In Sept. 2017, the Trump Administration ended DACA.
Anna is a 1.5 generation American — her family is from Argentina and she was born there. Out of her control, she was brought to the United States to be raised here. She had no choice but to follow her parents. At the time she came to this country, she had the ability to come with a temporary visa, but that program was eliminated and her family chose to overstay their visa. This factor would make her a nonimmigrant visa overstay.
Fear of deportation is what silenced her many years ago. Anna was afraid that in pursuit of justice there would be repercussions. She remained silent. DACA is the reason she has proceeded in life and in college and is hopeful of one day obtaining a degree in law. The American Immigration Council has stated: “While DACA does not offer a pathway to legalization, it has helped over half a million eligible young adults move into mainstream life, thereby improving their social and economic well-being.” Due to having legal status in the U.S. with DACA, Anna feels more protected and secure in reporting any illegal activities.

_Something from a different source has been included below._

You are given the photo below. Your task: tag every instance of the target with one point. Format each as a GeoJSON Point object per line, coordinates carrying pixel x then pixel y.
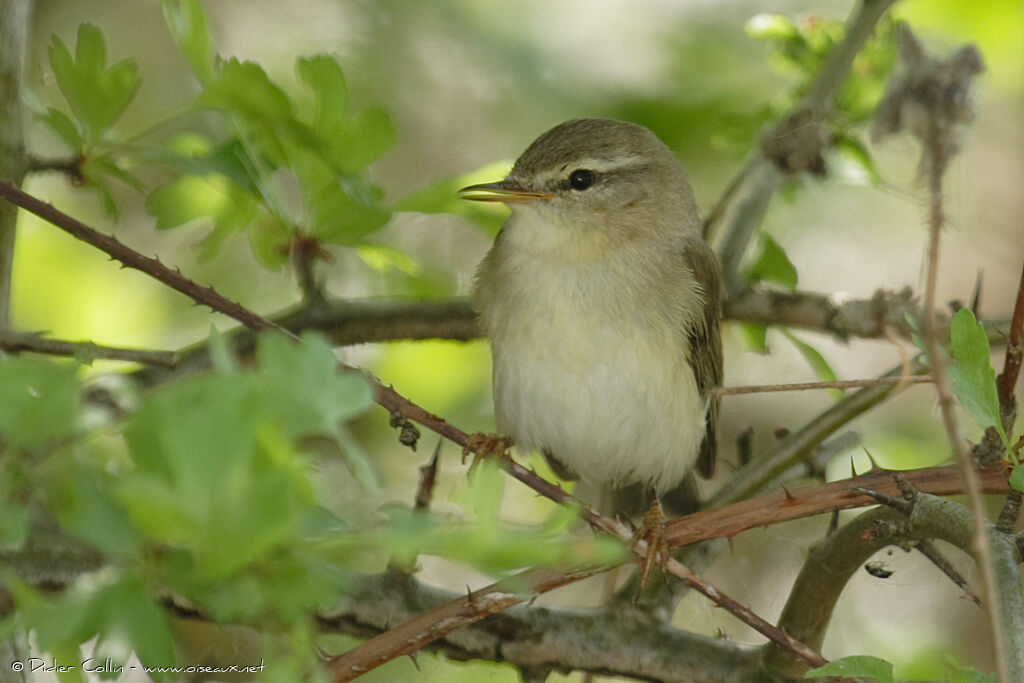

DACA helps the younger generation have the willingness to report crimes, because now their status will not be in question.
ThinkProgress reported on a 2013 study that consisted of more than 2,000 Latinos. In this survey, it was found that more than four in ten Latinos are less likely to report crimes and 45 percent are less likely to volunteer information about crimes. This same survey showed that 70 percent of non-immigrant Latina women would not file a police report in fear that the police will try to review their immigration status.
It is understandable why others might think demolishing DACA is best, due to believing that these individuals are taking away jobs from other Americans. Anna is a perfect example of those DACA members who are just students looking for an opportunity. She is one of many, but many in one. Her voice alone is just as strong.
There have been protests and public speakers discussing concerns about repealing DACA and how many people would be affected. Removing DACA could cost more than $460.3 billion over the next decade in GDP losses, according to the Washington Center for American Progress. Not only does this affect DACA members, but also everyone else, families and future generations.
There are countless non-immigrant individuals who are victims of crimes that go unreported. This includes our youth that are looking for a better future. Is it fair to deprive them of such an opportunity and extinguish the right for justice because of a crime that was not their fault? For many, justice is never sought or obtained.
As a society, we should look out for one another and for our youth as they live on our legacy. To let Anna’s story be in vain and thrown away and be forever forgotten would be tragic. She is no longer a victim and her past does not define her. She is DACA, and she is a patriot to the United States of America. Together, we are America.